A Second Chance at Suttons

 

To say that someone's DNA has survived enough generational recombinations to make it down to our current day is, in my mind, astonishing. I am in awe of what I am discovering about DNA as I look at the strangers whom Ancestry.com asserts are my relatives. This month, my focus has been on the line of my fifth great-grandfather John Carter, a colonial Virginia resident whose children were born in the mid to late 1700s. And yet, distant as that era might have been, something of the Carter DNA is still showing up in my test results.

I've been going through all my Carter matches using Ancestry.com's ThruLines tool this month. Last week, I examined some matches who descend from John and his first wife—in essence, my distant half-cousins—but this week, we'll wrap up with three descendants from John's second wife, Hannah Chew, who was my direct line ancestor. Today, we'll focus on their daughter Judith who, fortunately for us, married a Sutton, giving us a second chance at reviewing two different century-old genealogy books.

Like her half-sister Sarah, Judith's marriage to a Sutton allows us to consult the 1941 genealogy by Trible Dix Sutton, The Suttons of Caroline County, Virginia. Through that book, we learn that Sarah's husband William Sutton was brother of her half-sister Judith's husband Joseph.

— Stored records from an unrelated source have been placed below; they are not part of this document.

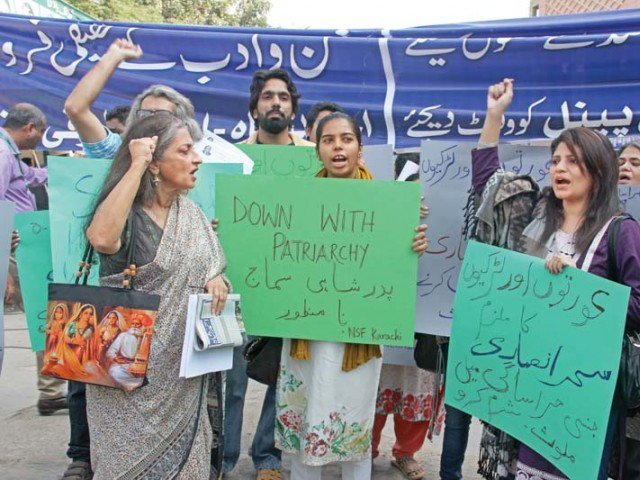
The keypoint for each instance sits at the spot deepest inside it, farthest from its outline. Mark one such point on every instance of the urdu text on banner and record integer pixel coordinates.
(402, 86)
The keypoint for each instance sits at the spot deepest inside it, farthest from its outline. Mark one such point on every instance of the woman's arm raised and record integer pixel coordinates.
(499, 98)
(111, 215)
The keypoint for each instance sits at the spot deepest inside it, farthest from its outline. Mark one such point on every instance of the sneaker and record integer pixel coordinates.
(78, 470)
(47, 406)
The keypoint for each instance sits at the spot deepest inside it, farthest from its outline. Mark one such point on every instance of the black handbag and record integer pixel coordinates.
(100, 335)
(629, 374)
(427, 352)
(263, 359)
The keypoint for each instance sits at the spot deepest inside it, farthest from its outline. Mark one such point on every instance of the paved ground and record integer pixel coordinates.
(33, 447)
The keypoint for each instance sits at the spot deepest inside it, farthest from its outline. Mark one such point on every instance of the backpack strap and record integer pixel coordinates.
(612, 241)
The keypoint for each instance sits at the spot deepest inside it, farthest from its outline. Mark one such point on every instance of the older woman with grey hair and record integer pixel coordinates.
(161, 430)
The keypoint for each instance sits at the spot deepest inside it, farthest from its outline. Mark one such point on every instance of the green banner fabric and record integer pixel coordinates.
(322, 259)
(74, 184)
(537, 354)
(282, 160)
(33, 256)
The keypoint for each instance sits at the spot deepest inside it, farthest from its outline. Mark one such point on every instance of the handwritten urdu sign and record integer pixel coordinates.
(33, 256)
(282, 160)
(445, 175)
(74, 184)
(322, 259)
(537, 354)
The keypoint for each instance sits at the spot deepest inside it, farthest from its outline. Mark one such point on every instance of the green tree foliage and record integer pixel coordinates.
(248, 13)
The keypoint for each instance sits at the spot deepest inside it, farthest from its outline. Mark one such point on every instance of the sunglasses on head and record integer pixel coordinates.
(144, 112)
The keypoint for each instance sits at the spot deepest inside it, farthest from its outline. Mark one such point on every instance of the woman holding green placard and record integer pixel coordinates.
(326, 391)
(567, 224)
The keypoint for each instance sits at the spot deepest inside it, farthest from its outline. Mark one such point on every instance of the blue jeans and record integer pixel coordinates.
(264, 453)
(454, 443)
(79, 443)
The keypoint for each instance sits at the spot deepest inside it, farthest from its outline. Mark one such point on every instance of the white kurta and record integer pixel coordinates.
(323, 414)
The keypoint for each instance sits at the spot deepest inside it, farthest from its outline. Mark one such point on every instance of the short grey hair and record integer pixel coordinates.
(184, 108)
(165, 127)
(23, 114)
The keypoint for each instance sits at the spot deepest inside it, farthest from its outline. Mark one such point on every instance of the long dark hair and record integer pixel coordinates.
(597, 156)
(165, 127)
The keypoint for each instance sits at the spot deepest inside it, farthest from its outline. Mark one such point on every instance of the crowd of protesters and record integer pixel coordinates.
(191, 428)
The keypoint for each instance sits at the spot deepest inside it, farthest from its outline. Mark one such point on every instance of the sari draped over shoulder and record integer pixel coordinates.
(161, 430)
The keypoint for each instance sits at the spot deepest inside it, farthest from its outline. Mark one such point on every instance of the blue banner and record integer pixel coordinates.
(403, 86)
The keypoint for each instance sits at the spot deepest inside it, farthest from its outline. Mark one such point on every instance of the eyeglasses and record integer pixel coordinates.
(143, 112)
(634, 161)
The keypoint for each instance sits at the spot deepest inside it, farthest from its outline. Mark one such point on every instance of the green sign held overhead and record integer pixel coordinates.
(282, 160)
(74, 185)
(537, 354)
(33, 256)
(322, 259)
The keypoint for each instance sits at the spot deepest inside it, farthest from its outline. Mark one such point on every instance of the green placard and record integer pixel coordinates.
(74, 184)
(282, 160)
(537, 354)
(34, 270)
(322, 259)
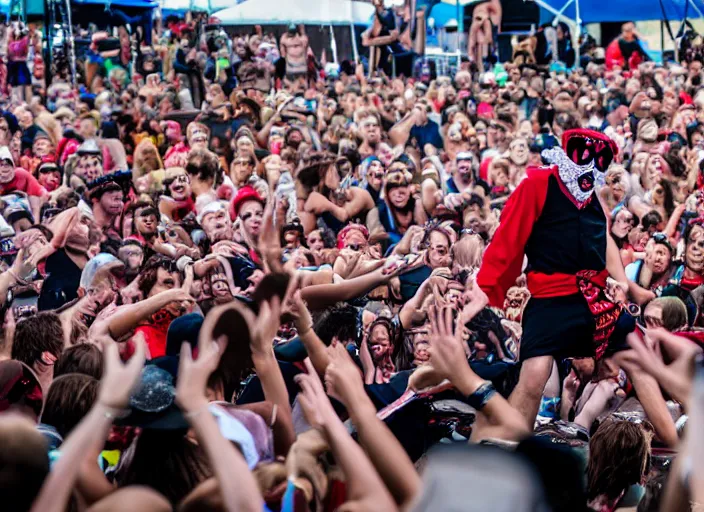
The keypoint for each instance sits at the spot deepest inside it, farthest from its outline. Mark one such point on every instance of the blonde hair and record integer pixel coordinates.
(468, 251)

According to the Carter genealogy we've been using, that 1912 publication by Joseph Lyon Miller, The Descendants of Capt. Thomas Carter of "Barford," Judith Carter and Joseph Sutton had two sons and a daughter. The ill-fated daughter, Maria Chew Carter Sutton, married her cousin John Carter Sutton, son of Maria's aunt Sarah and uncle William, and gave birth to a son, John Oliver Sutton, before her untimely death in 1813.

Though I know such unfortunate circumstances befell many women in previous centuries, I tend to remember these tragic details. Thus, when I reviewed the DNA matches descending from Judith's Carter line—of which I have five—it was easy to spot the discrepancy on those matches whose trees declared Judith herself to be the mother of John Oliver Sutton. Three of those five matches, in fact, indicated that that was so. Coupled with that problem, the fourth match indicated a son's name for Judith's child which I cannot find in any records whatsoever. Only one out of the five DNA matches were verifiable by the paper trail.

And yet, how many people do we all know in our current age who, in losing a child, will step into the situation to raise the grandchild? Would that have been the case back in the 1700s? I realize people do copy others' trees, but I don't want to miss any valuable detail. The only recourse at this point would be to research the will for Judith's husband, Joseph Sutton, to see if he made any special provisions for such a grandson as John Oliver.

Conferring with the Sutton book, I noticed the listing for Joseph Sutton's children, unlike in the earlier Carter book, included a fourth child by the aggravatingly similar name of John Orville Sutton. Indeed, checking the book's listing for this John Orville Sutton's children, it included a son whose name had been entered on my Carter DNA matches' line of descent as a son of John Oliver Sutton, Maria's son.

With all the possible confusion generated by such similar middle names, an absolute go-to for this question will be to review the will of Joseph Sutton, grandfather of John Oliver Sutton, and apparently father of John Orville Sutton.

Thus, with this second research approach, I may get a second chance at reviewing that Carter ThruLines readout for all those descendants of Judith Carter who assumed that one Sutton was just the same as another Sutton.